SSAS Dimension Error Processing & Duplicate Attributes

SSAS error configurations allow for some flexible arrangements in object processing. Naively, these error configurations may be changed so that a dimension can be successfully processed however, the error configurations can have a dramatic effect on how the dimension and fact data is processed. This post examines the error configuration for duplicate attributes. In doing so, I address dimension design, its processing and the effect that the configuration has on fact and dimension data.

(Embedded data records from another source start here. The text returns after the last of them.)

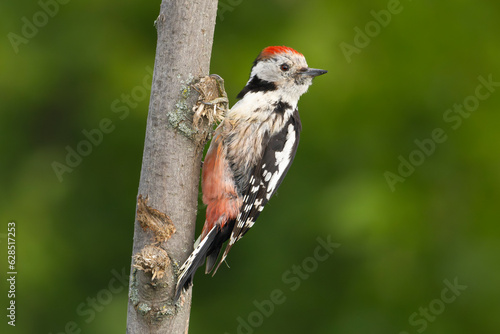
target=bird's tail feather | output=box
[205,243,223,274]
[174,226,217,300]
[206,218,236,275]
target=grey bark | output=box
[126,1,219,333]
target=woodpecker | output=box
[175,46,326,300]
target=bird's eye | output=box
[280,64,290,72]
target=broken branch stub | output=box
[192,74,228,142]
[136,194,176,244]
[133,245,170,280]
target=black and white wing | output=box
[215,110,302,270]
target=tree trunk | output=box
[126,1,219,333]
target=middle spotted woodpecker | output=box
[175,46,327,299]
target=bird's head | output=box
[238,46,327,101]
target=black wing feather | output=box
[238,110,301,236]
[213,110,302,272]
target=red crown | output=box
[258,46,303,60]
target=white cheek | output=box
[250,62,281,83]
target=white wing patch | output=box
[266,124,296,199]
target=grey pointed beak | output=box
[300,68,328,77]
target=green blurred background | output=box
[2,0,500,333]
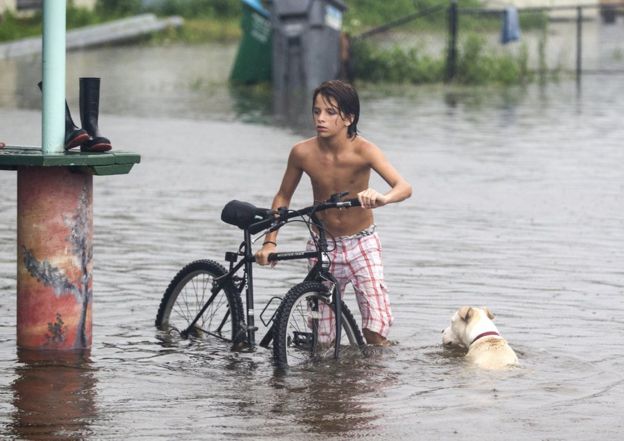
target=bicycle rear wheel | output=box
[273,281,365,368]
[155,260,244,345]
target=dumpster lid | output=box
[272,0,346,17]
[273,0,312,17]
[243,0,270,18]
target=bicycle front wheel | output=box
[273,281,365,368]
[155,260,244,345]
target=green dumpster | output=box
[230,0,272,84]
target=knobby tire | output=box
[273,281,365,368]
[155,260,244,346]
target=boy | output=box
[255,80,412,346]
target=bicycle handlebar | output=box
[247,196,361,235]
[280,196,361,222]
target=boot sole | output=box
[65,132,90,150]
[81,142,112,153]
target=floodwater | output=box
[1,35,624,440]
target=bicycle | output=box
[155,192,366,368]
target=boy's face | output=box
[313,94,352,139]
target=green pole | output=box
[42,0,66,154]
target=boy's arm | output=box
[255,147,304,266]
[358,143,412,209]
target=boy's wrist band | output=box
[263,241,277,247]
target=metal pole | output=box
[576,6,582,83]
[42,0,66,154]
[446,0,458,82]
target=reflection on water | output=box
[270,361,384,435]
[1,36,624,440]
[9,350,96,441]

In this post, we use a simple geography model for illustration, with a single measure (value) against each leaf node. Note that the city Berlin appears in the states of Hessen and Saarland.

Structure

Data

 

The data for the model is also very simple (with both fact data and dimension in a single table). The row_key field has been added to the table to improve the dimension appearance (design appearance). Additionally, some will note that the row_key is an excellent candidate for the [city] attribute key in this scenario, however, to keep things simple, we use attribute names as keys.

Dimension Design

Default Design (no relationships)

When the dimension is created it has three attributes of [key], [State] and [City]. The default behaviour of these attributes is to relate each (non-key) attribute directly to the dimensions key as below;

Structure

Attribute Relationships

 

If a hierarchy is created so that state drills into city, the relationship view changes slightly and separates the attributes into distinctive nodes (as below). In this situation, the relationships have not changed as both [State] and [City] relate directly to the key. Note that the hierarchy provides a warning triangle () which states that attribute relationships do not exist between levels in the hierarchy and this may decrease performance.

Structure

Attribute Relationships

 

The importance of relationships is well understood and, is arguably the most important performance consideration in dimension design. Because, we expect cities to roll up to states, the relationship should be created as part of the design. This (second design) choice is for performance.

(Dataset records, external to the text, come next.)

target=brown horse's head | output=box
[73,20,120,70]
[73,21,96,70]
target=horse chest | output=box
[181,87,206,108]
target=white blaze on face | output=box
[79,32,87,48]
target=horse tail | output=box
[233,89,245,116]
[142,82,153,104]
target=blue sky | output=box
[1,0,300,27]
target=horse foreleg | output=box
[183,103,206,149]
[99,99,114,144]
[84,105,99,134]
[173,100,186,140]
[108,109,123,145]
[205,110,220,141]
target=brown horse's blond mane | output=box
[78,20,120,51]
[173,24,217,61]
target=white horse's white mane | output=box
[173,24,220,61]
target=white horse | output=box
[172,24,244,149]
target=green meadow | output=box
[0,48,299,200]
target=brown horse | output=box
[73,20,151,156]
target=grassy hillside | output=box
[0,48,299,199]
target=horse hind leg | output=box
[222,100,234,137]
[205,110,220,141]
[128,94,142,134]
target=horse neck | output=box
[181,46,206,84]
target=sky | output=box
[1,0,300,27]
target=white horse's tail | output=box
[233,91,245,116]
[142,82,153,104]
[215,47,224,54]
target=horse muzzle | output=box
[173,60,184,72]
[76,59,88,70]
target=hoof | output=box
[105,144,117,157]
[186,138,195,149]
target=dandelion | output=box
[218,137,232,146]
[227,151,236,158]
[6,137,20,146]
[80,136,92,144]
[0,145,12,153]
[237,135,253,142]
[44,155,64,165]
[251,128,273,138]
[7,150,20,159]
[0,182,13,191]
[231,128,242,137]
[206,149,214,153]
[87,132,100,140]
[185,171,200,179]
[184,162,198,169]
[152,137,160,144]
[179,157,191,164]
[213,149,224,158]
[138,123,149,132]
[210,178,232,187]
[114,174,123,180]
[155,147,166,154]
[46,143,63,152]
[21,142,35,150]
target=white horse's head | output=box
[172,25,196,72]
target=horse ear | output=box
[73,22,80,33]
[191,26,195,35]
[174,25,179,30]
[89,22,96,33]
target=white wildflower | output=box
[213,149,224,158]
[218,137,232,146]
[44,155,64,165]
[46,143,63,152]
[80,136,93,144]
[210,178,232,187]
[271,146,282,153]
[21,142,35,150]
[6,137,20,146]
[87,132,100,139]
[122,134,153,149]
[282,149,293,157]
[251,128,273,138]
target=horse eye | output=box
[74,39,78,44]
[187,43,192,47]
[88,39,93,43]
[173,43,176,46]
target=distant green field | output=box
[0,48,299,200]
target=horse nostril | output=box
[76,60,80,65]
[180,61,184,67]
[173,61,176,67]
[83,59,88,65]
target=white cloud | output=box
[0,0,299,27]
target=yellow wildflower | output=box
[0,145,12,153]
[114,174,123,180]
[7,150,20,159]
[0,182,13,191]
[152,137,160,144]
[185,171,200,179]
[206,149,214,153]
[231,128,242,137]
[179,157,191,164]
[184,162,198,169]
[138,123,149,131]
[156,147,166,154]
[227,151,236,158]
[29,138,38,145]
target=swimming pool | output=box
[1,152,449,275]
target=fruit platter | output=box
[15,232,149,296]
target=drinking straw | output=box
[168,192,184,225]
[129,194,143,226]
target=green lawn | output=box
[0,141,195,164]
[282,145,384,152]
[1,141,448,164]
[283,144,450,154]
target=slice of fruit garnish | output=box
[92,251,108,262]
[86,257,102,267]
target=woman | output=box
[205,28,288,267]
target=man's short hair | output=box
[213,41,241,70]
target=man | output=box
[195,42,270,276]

Performance Design (relationships)

When the dimension is designed with relationships (below), the warning indicator is removed from the hierarchy.

Structure

Attribute Relationships

 

 

Dimension Processing

Dimension processing involves many stages. For our purpose, we are primarily interested with the load of data (that is loading member data) and the effect that relationships have on processing.

The default design sends a query to the data source for each non key attribute in the dimension. These are highlighted in the first two queries in the trace below where the data for [city] and [state] is loaded. The final query holds the data for the dimension key and relates the key to the [state] and [city] attributes. Note that in this design, each attribute is directly related to the dimension key and therefore, the members for these attributes have a direct relation with the key, hence the third query must relate the key to both [state] and [city] attributes.

When the performance design dimension is processed (note the dimension fails processing), the queries sent for data mimic the attribute structure in the relationship design. That is;

  1. A query is sent to retrieve [State] data. This is the same as in the default design.
  2. A query is sent to retrieve the [city] and [state] data. Unlike the default design, this includes [state] because state has a relationship with city.
  3. Finally, a query is sent for [key] data and the [city] relationship. In the default design, this query also included the [state] attribute however, since [state] is related to city (and this relation is exposed in the prior query), there is no requirement for [state] data and it is excluded.

Dimension Processing Error Configuration

Under the default error configuration, the performance design dimension fails during processing with a ‘duplicate key’ error is displayed (as below).


 

This error relates to the expectation that a [city] will relate to one (and only one) [state]. The data shows that the city Berlin is found in both Hessen and Saarland.

 

In order to process the dimension, the KeyDuplicate error configuration may be changed to IgnoreError or ReportAndContinue from the default value of ReportAndStop. However, while this may permit the dimension to process, the change in error configuration can have adverse impacts on both dimension data and fact data.

 

Data Outcomes

When the performance dimension is processed by ignoring duplicate attribute errors, members which raise the error are dropped from the dimension. Not all members are dropped.

 

Berlin is not found under Hessen and the fact values do not match the expected [state] totals. Note that Hessen should sum to 50 and Saarland should sum to 70. The 20 difference relates to the 20 for Berlin which should reside in Hessen (but now resides in Saarland).

 

Correcting the Outcome

A standard way of correcting this type of error is to apply a composite key to the attribute that causes the issue. In this situation, the key of the city attribute now uses both the state and city (see below) and shows the expected structure.

 

Conclusion

While the use of error configurations may permit the processing of dimensions, the outcomes of the processing operation can have unexpected results. A more certain way of managing processing is to address the underlying issue of the error at the source or through other factors in dimension design.